Communiqué de presse  du PRG du vendredi 26 août 2016

Pascal-Eric Lalmy, Secrétaire national du PRG à la laïcité, prend acte de la décision du Conseil d’Etat sur l’arrêté « anti-burkini ». Le Conseil d’Etat a rendu une décision conforme aux principes de droit de notre République démocratique et laïque. Les Radicaux de gauche n’ont aucune sympathie pour les manifestations de pudibonderie et de bigoterie, pour autant, l’Etat laïque ne peut ni dire ce qu’est ou n’est pas une religion, ni imposer ou interdire une tenue vestimentaire, au motif qu’elle serait porteuse d’un message politique.

La polémique stérile lancée par la droite et l’extrême-droite sur ce sujet vise uniquement à créer un écran de fumée pour détourner le futur débat présidentiel des vrais enjeux politiques de 2017 : la transition écologique, la compétitivité de l’économie française, la poursuite de la refondation de l’Ecole, la préservation de notre modèle social ou encore l’équilibre des comptes publics.

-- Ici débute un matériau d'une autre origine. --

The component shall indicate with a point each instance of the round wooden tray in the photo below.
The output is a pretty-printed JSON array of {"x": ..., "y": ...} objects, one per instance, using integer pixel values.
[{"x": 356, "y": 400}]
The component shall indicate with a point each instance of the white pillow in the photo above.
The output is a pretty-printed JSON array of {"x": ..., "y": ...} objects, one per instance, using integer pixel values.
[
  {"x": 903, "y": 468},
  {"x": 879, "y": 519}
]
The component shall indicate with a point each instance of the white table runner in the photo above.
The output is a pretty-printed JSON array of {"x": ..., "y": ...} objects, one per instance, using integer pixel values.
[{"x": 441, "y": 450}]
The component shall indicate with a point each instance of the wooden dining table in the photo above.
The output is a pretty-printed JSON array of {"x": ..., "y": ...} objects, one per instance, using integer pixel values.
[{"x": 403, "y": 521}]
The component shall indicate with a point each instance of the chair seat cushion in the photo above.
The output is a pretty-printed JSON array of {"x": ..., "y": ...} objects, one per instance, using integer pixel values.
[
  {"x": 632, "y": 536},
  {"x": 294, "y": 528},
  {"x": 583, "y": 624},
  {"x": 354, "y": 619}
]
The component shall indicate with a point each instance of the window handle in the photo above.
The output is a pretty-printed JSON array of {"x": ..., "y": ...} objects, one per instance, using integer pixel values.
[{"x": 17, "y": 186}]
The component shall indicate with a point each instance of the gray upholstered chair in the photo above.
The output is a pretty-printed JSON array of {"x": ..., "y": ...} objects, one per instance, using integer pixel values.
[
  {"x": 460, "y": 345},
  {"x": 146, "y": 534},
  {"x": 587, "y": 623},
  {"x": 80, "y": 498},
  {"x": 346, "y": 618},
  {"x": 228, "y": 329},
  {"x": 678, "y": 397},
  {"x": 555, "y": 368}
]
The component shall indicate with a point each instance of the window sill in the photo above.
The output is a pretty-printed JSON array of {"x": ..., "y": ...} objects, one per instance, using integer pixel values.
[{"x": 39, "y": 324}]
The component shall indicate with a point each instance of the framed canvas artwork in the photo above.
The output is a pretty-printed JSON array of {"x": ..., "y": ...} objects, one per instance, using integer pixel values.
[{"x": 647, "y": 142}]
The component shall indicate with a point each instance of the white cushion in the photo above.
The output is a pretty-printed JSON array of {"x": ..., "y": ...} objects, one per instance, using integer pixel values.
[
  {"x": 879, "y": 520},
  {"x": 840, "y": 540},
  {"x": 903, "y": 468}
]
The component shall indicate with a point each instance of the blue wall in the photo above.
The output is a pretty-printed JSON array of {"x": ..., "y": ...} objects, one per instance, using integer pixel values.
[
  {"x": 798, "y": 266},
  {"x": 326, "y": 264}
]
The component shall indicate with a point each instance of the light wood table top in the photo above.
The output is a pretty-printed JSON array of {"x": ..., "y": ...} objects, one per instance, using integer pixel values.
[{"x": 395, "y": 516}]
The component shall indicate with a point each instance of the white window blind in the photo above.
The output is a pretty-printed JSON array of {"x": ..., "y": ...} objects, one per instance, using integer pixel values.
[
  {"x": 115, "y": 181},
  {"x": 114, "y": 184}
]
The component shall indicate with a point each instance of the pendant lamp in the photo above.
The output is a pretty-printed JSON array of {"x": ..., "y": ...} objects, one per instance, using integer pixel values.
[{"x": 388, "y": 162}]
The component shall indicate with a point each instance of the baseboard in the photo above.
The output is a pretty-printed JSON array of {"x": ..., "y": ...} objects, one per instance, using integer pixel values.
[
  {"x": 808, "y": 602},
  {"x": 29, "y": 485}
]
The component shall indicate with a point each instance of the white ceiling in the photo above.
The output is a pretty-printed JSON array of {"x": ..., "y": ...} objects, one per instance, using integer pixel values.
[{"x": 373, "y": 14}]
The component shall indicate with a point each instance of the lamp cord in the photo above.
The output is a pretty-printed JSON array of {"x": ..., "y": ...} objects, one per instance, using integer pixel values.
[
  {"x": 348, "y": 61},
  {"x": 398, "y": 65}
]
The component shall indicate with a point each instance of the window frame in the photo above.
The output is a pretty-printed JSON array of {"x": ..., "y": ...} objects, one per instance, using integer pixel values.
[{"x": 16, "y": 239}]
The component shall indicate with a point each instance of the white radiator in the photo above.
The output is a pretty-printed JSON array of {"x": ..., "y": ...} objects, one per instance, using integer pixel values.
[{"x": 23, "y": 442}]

La lutte contre les cléricalismes et les projets ultra-conservateurs inspirés par les grandes religions monothéistes est enjeu majeur pour la gauche du XXIe siècle. En effet, ils remettent en cause l’égalité des sexes, et les libertés individuelles ; ils prétendent aussi imposer un ordre moral réactionnaire, Cette bataille ne sera pas gagnée en voulant faire le bien des gens malgré eux. « La gauche doit reconstruire un projet politique émancipateur et libéré des dogmes en revivifiant la pensée des Lumières pour reconquérir les territoires perdus de la République » ajoute Pascal-Eric Lalmy.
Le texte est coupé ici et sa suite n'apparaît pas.